Now, it’s a common joke among mystery fans that, if all the murders on these British detective shows happened in real life, the countryside would be completely depopulated within the year. That the premise for a show like Father Brown in ridiculous is neither a new observation nor an interesting one. Rather, I’m more interested in my emotional response to all this murder.

A murder mystery can elicit all sorts of emotions from the audience. For one thing, the whodunit arouses one’s curiosity—even the name of the genre is a question. For another, there’s some vicarious thrill-seeking in following the detective as they track down the killer, aware of the peril they potentially face. There’s even an element of escapist voyeurism to murder mysteries, as they tend to involve aristocratic families in very fancy houses. All these are reasonable sounding guesses for what I might get out of Father Brown, but none of them hit the mark. No, I just find the show relaxing. This demands the follow-up question: how can a murder plot be relaxing?

The thing is, I know I’m not alone in this. My mother, to name just one example, will binge through reruns of Criminal Minds or Law & Order: Special Victims Unit when she’s home sick from work, or she’s just finished unpacking and is tired from the trip. Why would my mother and I, when looking for a show to unwind to, pick, out of all possible subjects, murder?
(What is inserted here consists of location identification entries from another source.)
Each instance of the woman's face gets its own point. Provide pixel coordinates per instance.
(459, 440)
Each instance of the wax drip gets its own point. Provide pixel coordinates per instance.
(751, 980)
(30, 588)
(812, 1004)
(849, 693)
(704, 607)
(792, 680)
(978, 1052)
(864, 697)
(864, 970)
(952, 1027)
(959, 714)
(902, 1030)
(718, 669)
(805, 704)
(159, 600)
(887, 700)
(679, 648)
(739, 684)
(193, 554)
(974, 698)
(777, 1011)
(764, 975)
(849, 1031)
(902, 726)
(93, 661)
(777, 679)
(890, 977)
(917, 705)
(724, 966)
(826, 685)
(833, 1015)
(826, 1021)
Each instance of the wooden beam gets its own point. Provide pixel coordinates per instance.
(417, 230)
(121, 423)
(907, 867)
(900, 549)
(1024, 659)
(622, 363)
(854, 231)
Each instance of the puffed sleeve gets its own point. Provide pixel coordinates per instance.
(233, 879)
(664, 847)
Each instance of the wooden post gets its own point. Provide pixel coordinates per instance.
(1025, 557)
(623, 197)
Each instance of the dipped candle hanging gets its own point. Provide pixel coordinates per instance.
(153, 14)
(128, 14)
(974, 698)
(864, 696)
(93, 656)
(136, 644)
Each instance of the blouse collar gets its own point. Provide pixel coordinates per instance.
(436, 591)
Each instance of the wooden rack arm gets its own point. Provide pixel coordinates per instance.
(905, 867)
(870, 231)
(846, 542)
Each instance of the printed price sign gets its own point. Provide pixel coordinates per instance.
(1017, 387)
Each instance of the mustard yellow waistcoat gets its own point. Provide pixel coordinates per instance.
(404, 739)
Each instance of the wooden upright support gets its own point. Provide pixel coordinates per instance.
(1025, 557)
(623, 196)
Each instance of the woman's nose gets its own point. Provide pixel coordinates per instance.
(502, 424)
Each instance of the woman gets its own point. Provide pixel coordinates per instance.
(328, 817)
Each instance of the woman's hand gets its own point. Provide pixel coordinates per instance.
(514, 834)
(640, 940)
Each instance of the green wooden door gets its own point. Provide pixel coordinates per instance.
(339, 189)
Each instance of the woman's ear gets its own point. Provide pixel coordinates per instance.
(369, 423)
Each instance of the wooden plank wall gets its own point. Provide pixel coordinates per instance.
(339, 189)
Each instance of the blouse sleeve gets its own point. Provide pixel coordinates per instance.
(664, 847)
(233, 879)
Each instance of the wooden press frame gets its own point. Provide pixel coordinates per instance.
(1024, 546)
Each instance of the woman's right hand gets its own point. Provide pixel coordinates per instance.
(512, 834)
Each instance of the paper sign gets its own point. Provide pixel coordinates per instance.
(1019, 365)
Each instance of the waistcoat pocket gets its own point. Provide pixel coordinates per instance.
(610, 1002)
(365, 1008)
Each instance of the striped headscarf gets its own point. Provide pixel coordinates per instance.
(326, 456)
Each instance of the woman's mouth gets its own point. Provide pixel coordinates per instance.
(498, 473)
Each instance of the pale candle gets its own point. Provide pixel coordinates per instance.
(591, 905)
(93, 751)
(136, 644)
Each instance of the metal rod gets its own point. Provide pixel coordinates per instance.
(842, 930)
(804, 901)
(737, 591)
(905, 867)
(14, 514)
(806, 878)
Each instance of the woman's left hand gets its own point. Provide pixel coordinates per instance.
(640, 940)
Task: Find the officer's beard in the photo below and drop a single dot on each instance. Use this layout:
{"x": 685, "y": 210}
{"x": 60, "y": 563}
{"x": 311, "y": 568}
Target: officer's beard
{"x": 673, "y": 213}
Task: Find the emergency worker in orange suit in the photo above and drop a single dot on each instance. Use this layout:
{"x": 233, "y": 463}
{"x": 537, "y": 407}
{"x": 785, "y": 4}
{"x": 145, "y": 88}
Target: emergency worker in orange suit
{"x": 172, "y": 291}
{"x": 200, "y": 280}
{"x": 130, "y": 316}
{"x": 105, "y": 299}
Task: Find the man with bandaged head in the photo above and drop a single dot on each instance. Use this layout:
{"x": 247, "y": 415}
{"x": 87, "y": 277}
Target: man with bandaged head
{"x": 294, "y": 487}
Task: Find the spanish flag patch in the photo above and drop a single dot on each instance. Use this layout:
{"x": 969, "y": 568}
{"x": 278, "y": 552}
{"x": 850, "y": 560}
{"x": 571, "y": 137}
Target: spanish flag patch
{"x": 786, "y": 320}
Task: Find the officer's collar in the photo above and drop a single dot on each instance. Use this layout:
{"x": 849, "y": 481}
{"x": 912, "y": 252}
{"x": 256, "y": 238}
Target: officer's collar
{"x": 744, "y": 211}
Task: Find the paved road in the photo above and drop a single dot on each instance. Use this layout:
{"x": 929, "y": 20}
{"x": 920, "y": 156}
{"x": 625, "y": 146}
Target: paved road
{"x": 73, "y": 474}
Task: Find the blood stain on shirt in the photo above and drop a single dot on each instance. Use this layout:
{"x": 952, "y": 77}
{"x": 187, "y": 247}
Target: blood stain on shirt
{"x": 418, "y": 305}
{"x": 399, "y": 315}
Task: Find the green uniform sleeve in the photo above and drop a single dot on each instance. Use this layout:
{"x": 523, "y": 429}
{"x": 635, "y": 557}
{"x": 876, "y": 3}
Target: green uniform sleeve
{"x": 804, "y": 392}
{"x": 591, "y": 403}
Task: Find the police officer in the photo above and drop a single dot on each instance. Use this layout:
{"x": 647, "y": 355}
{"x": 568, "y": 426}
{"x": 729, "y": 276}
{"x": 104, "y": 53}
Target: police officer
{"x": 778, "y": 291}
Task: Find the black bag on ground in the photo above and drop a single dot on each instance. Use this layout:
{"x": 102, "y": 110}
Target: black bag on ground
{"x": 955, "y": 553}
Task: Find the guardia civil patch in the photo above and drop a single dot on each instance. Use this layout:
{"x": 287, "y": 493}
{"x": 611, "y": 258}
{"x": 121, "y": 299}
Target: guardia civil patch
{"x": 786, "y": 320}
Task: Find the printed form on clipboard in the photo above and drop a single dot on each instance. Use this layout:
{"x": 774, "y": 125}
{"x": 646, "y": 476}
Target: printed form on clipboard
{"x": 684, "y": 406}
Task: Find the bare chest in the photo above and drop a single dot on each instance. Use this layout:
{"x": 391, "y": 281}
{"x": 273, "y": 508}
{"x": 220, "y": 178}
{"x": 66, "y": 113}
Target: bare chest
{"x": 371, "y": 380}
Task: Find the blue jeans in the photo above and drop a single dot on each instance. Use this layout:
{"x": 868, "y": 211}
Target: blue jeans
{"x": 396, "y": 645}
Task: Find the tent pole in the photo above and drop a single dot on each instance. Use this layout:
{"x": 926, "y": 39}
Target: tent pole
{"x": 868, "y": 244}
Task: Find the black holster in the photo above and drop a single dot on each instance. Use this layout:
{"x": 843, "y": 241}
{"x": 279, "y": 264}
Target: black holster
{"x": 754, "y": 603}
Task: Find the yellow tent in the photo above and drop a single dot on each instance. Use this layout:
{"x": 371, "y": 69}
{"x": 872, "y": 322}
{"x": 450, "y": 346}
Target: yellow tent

A big reason, I suspect, relates to the form of a murder mystery. An episode of a show like Father Brown or Criminal Minds is a self-contained entity: it starts with a crime, ends with an arrest, no loose ends or hooks for the next episode. There’s no feeling of confusion going in or unsatisfied curiosity going out. These episodes will also follow a fairly set formula for getting from crime-to-arrest: a cold open showing or setting the stage for the crime, the detective or cops arriving on scene, the ups and downs of the investigation, the reveal, etc. If you watch one of these shows when it’s first broadcast, you can practically set your watch based on where you are in the narrative. That predictability may sound boring, but I think of it as more like the progression of rhymes in a sonnet: comforting in how it chimes.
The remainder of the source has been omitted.